Ebu Sinân anlatıyor: "Oğlum Sinan'ı defnettiğimde kabrin kenarında Ebu Talha el-Havlani oturuyordu. Defin işinden çıkınca bana:



"Sana müjde vermeyeyim mi?'' dedi. Ben:



"Tabii, söyle!'' dedim.



"Ebu Musa el-Eş'ari (radıyallahu anh) bana anlattı'' diye söze başlayıp Resulullah'ın şu sözlerini nakletti:



"Bir kulun çocuğu ölürse, Allah meleklere şöyle söyler:



"Kulumun çocuğunu kabzettiniz mi?"



"Evet" derler.



"Yani kalbinin meyvesini elinden mi aldınız?'' Melekler yine:



"Evet" derler. Allah tekrar sorar:



"Kulum (bu esnâda) ne dedi?''



"Sana hamdetti ve istircâda bulundu'' derler. Bunun üzerine Allah Teâla hazretleri şöyle emreder:



"Öyleyse, kulum için cennette bir köşk inşa edin ve bunu Beytu'l-hamd (hamd evi) diye isimlendirin.''



(Tirmizi; Cenâiz, 36; (1021))
 
Hz. Aişe radıyallahu anha anlatıyor: "Âl-i Muhammed aleyhissalâtu vesselâm'ın, bazan bir ay geçer, hücrelerinin hiçbirinde ateş yanmazdı."

Hz. Aişe'nin ravisi Ebu Seleme der ki: "Ben Aişe radıyallahu anhâ'dan sordum:

"Öyleyse bu esnada ne yerlerdi?" Şu cevabı verdi:

"İki siyah: Hurma ve su! Ancak, Ensardan komşularınız vardı. Onlar sadâkatli komşulardı. Onların sağmal hayvanları vardı. Bunlar hayvanlarının sütünden Aleyhissalâtu vesselâm'a gönderirlerdi. (O, bize de içirirdi)" dedi. Muhammed (İbnu Mâce) der ki: "Ve onlar (yani Hz. Peygamber'in hücreleri) dokuz taneydi."
 
Şerîd İbnu Süveyd radıyallahu anh anlatıyor: "Kim bir kuşu boş yere sırf eğlence olsun diye öldürürse Kıyamet günü, o kuş, sesini yükselterek Allah'a şöyle seslenir:

"Ey Rabbim! Falan beni boş yere öldürdü, bir menfaat için öldürmedi."

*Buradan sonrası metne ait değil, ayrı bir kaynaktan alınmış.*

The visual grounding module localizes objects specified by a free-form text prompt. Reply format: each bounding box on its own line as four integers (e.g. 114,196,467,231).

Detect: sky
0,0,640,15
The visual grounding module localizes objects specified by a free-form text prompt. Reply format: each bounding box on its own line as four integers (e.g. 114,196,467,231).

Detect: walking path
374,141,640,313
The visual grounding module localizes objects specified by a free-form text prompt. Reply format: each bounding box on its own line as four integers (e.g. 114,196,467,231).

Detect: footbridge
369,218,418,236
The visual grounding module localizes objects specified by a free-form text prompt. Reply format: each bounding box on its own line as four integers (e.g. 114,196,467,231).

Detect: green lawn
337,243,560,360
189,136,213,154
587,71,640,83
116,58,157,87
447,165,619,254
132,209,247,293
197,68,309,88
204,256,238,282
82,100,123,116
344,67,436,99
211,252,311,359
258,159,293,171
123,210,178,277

(Nesâî, Dahâya 42, (7, 239))
 
Hz. Ebu Hüreyre radıyallahu anh anlatıyor: "Resûlullah aleyhissalâtu vesselâm buyurdular ki:

"Gıybetin ne olduğunu biliyor musunuz?"

"Allah ve Resûlü daha iyi bilir!" dediler. Bunun üzerine:

"Birinizin, kardeşini hoşlanmayacağı şeyle anmasıdır!" açıklamasını yaptı. Orada bulunan bir adam:

"Ya benim söylediğim anda varsa, (Bu da mı gıybettir?)" dedi. Aleyhissalatu vesselam:

"Eğer söylediğin onda varsa gıybetini yapmış oldun. Eğer söylediğin onda yoksa bir de bühtanda (iftirada) bulundun demektir."

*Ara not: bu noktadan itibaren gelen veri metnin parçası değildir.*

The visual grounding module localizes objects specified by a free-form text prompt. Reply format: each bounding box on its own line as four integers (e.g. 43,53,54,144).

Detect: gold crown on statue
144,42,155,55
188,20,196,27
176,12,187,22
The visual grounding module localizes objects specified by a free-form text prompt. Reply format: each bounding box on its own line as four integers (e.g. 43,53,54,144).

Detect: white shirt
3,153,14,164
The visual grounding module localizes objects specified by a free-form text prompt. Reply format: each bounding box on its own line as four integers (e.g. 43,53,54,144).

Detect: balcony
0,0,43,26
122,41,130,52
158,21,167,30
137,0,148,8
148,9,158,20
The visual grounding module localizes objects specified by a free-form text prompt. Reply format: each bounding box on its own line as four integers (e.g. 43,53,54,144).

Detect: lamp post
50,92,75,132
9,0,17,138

(Ebu Davud, Edeb 40, (4874); Tirmizi, Birr 23, (1935); Müslim, Birr 70, (2589))
 
Said İbnu'l- Müseyyeb (rahimehullah) anlatıyor: "Resülullah (S.a.v) buyurdular ki: "Şeytan tek başına olanla, iki kişi beraber olana sıkıntı verir. Eğer üç kişi olurlarsa onlara sıkıntı veremez."

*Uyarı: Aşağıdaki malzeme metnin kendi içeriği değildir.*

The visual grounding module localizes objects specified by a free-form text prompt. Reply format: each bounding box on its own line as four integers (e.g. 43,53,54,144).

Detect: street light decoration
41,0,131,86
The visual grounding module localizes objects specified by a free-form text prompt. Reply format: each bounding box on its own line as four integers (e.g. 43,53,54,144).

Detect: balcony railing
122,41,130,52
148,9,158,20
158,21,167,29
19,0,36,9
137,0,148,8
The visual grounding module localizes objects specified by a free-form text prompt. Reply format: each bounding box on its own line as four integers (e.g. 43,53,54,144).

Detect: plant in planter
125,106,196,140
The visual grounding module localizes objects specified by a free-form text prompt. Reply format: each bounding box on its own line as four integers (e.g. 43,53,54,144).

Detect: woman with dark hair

(Muvatta, İsti'zân 36, (2, 978))
 
Ebu Hüreyre (R.a) anlatıyor: "Resülullah (S.a.v) buyurdular ki:

"Allah'ın hataları silmeye ve dereceleri yükseltmeye vesile kıldığı şeyleri size söylemiyeyim mi?''

"Evet ey Allah'ın Resülü, söyleyin!'' dediler. Bunun üzerine saydı:

"Zahmetine rağmen abdesti tam almak. Mescide çok adım atmak. (Bir namazdan sonra diğer) Namazı beklemek. İşte bu ribâttır, işte bu ribâttır. İşte bu ribâttır."

(Müslim, Tahâret 41, (251); Muvatta, Sefer 55, (1,161); Tirmizi, Tahâret 39, (52); Nesâi, Tahâret 106)
 
Hz. Aişe (R.a) anlatıyor: "Resulullah aleyhissalatu vesselam buyurdular ki: "Eğer bir kimsenin bir başkasına secde etmesini emretseydim, kadına, kocasına secde etmesini emrederdim ve eğer bir erkek karısına kırmızı bir dağdan siyah bir dağa ve siyah bir dağdan kırmızı bir dağa taş taşımayı emretseydi, uygun olan, kadının bu emri yerine getirmesidir."
 
Ebu Vail radıyallahu anh anlatıyor: "Urve İbnu Muhammed es-Sa'di'nin yanına girdik. Bir zat kendisine konuştu ve Urve'yi kızdırdı. Urve kalkıp abdest aldı ve:

"Babam, dedem Atiyye radıyallahu anh'tan anlattı ki, o, Resûlullah aleyhissalâtu vesselâm'ın şöyle söylediğini nakletmiştir:

"Öfke şeytandandır, şeytan da ateşten yaratılmıştır, ateş ise su ile söndürülmektedir; öyleyse biriniz öfkelenince hemen kalkıp abdest alsın."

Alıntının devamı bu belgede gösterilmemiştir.